Anyway, because i was racing i couldn't take any pictures of The Mountain Ring but on the Saturday night there was a speedway meeting to entertain the 62,000 strong crowd. I took my new camera down to the track to try my hand at action photography. Well, good god it's hard  Theses are the better shots that i took. I've played a bit in PS to make them a little more dramatic. There are more here
I took them with a Canon 40D with a Sigma 50-200 f4-5.6 lens.
Settings were:
Shot in: Aperture Priority
Focal Length: 123
FNumber: 6.3
Exposure Time: 1/250
ISO: 1600










If any of you pros would like to tell me what i could change to improve them then i'd be most appreciative.


----------



## aaronnorth (3 Jun 2009)

i like the first shot, good DOF as it slowly gets out of focus


----------



## Dan Crawford (3 Jun 2009)

aaronnorth said:
			
		

> i like the first shot, good DOF as it slowly gets out of focus


I thought that too


----------



## Stu Worrall (3 Jun 2009)

nice shots dan, looks like it was quite low light too so you did well to capture the action.

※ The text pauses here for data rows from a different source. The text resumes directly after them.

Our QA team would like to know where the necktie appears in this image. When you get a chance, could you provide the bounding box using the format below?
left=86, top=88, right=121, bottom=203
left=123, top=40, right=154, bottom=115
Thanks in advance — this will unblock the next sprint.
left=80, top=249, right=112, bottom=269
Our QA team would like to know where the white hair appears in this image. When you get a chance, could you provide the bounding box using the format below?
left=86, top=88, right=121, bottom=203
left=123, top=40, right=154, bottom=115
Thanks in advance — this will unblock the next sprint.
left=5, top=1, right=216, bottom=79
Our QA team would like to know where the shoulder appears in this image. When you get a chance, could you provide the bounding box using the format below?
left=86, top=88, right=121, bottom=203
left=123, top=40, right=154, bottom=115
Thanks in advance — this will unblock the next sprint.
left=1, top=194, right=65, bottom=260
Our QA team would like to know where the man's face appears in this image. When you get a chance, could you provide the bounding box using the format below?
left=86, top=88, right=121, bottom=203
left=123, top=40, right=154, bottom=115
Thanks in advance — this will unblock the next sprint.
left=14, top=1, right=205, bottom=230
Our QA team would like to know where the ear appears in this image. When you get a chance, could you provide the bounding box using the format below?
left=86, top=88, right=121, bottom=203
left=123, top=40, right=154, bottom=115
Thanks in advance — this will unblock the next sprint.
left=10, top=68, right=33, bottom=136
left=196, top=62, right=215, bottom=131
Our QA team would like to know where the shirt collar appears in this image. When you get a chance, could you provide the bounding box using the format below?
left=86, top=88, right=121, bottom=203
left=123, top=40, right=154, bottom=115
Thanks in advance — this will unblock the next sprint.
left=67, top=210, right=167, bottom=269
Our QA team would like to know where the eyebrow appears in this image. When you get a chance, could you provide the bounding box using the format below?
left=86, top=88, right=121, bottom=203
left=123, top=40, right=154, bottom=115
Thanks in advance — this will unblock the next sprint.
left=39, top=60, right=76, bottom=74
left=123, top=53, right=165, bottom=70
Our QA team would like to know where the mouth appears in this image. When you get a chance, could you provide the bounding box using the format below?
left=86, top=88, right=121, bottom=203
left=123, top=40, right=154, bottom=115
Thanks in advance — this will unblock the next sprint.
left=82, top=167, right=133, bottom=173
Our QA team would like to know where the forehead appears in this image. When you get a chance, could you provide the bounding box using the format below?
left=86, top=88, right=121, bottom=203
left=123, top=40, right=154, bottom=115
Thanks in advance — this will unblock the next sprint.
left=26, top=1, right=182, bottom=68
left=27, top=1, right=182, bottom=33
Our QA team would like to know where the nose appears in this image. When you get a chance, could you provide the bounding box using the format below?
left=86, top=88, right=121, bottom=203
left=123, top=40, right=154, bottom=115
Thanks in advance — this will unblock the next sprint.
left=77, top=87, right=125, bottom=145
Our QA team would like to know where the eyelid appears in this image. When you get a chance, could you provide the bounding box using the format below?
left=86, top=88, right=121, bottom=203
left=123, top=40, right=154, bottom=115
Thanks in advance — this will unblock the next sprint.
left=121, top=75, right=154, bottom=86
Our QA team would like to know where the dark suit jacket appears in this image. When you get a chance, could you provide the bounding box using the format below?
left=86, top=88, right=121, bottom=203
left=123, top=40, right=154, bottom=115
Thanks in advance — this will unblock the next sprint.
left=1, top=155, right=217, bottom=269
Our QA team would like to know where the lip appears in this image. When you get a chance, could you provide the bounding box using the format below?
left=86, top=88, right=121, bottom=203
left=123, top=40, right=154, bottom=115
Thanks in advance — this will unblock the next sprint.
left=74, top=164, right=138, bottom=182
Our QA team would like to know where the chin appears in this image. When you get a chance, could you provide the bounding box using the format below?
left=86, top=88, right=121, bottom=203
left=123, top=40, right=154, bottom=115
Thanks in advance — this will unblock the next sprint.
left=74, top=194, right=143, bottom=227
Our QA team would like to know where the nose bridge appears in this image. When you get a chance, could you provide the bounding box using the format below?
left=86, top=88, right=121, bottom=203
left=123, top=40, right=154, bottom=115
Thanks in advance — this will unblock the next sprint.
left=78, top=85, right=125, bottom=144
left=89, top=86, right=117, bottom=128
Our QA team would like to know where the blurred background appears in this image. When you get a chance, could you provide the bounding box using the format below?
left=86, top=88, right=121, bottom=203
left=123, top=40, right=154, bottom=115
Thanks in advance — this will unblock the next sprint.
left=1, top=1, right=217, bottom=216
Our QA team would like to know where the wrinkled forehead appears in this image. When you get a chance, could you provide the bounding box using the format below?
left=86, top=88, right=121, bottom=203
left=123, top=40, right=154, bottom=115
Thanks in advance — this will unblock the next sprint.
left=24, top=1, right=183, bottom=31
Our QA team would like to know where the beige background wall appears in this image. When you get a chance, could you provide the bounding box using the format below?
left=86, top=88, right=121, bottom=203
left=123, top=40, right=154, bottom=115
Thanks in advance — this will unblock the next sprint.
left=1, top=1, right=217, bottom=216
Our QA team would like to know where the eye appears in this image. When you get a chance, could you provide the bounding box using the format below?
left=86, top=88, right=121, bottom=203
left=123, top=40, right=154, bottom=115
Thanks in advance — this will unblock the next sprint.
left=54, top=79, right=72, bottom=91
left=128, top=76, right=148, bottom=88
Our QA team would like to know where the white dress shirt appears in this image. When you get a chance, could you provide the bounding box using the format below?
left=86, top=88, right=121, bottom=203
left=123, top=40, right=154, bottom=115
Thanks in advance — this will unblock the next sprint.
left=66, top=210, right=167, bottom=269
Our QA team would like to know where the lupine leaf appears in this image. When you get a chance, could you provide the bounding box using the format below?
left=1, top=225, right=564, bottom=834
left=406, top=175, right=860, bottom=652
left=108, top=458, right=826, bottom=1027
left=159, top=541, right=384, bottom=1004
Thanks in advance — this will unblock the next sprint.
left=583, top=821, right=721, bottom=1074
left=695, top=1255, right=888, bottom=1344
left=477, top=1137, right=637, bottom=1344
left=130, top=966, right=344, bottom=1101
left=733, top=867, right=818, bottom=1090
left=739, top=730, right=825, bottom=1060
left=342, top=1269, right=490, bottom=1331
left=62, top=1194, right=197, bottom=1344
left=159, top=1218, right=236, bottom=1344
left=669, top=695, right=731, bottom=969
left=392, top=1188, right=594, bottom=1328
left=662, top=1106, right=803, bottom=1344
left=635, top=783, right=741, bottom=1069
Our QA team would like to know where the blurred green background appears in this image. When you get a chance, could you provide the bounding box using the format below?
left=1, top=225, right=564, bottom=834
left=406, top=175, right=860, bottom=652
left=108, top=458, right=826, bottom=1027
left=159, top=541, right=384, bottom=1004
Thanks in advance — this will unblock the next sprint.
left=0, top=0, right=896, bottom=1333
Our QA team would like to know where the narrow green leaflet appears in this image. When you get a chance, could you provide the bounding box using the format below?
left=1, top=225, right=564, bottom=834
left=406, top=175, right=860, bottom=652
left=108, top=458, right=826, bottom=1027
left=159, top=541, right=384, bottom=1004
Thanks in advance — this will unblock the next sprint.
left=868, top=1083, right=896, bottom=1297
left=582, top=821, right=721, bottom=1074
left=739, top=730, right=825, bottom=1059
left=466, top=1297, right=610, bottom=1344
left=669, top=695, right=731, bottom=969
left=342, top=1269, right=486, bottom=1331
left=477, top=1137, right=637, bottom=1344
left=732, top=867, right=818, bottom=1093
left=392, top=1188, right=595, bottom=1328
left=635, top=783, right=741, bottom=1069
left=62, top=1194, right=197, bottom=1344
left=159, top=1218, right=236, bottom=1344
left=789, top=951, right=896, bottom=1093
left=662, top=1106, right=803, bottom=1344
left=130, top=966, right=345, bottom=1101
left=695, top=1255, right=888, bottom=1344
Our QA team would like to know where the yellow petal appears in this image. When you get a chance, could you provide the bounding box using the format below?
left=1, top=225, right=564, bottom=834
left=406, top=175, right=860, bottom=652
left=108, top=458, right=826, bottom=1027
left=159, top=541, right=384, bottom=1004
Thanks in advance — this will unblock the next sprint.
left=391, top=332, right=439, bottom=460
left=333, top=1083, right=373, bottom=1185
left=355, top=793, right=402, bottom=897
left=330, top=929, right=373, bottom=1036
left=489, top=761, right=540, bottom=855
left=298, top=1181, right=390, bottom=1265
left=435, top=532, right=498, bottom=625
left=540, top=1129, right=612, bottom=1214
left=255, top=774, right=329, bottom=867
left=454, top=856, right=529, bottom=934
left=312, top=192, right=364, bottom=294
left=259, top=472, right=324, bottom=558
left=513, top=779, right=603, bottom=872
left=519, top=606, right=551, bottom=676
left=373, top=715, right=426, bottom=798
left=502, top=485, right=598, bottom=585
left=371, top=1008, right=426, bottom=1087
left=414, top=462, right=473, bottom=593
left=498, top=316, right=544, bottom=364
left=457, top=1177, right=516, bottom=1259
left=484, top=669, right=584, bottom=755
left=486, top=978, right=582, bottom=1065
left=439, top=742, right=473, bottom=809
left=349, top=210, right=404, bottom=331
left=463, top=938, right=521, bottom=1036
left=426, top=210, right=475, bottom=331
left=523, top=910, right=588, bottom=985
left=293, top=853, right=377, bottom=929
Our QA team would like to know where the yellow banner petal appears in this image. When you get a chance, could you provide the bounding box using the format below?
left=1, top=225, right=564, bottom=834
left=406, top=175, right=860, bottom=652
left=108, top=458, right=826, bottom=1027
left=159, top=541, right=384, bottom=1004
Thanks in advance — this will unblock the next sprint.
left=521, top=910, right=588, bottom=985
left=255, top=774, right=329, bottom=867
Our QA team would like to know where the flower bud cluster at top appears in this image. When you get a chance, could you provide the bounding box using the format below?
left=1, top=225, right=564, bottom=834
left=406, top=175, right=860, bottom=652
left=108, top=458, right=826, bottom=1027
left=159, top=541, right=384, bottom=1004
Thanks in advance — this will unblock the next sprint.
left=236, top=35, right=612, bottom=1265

the general thing Ive read about taking motorsports shots is to try and keep the shutter speed below 1/320th (ish) as over this stops the wheels dead and makes the car/bike look stationary.  You've got yours at 1/250th so caught the spin in the wheels plus the motion blur off the dirt kicked up, top action!


----------



## a1Matt (3 Jun 2009)

Dan Crawford said:
			
		

> sidecars for instance only turn left, have no suspension and no brakes so it's pretty insane to say the least.



That is mental!  Bet it is fun too though   8)


----------



## Dan Crawford (3 Jun 2009)

stuworrall said:
			
		

> nice shots dan, looks like it was quite low light too so you did well to capture the action.
> 
> the general thing Ive read about taking motorsports shots is to try and keep the shutter speed below 1/320th (ish) as over this stops the wheels dead and makes the car/bike look stationary.  You've got yours at 1/250th so caught the spin in the wheels plus the motion blur off the dirt kicked up, top action!


Thanks Stu, not bad then, i'm quite pleased with myself now  


			
				a1Matt said:
			
		

> That is mental!  Bet it is fun too though   8)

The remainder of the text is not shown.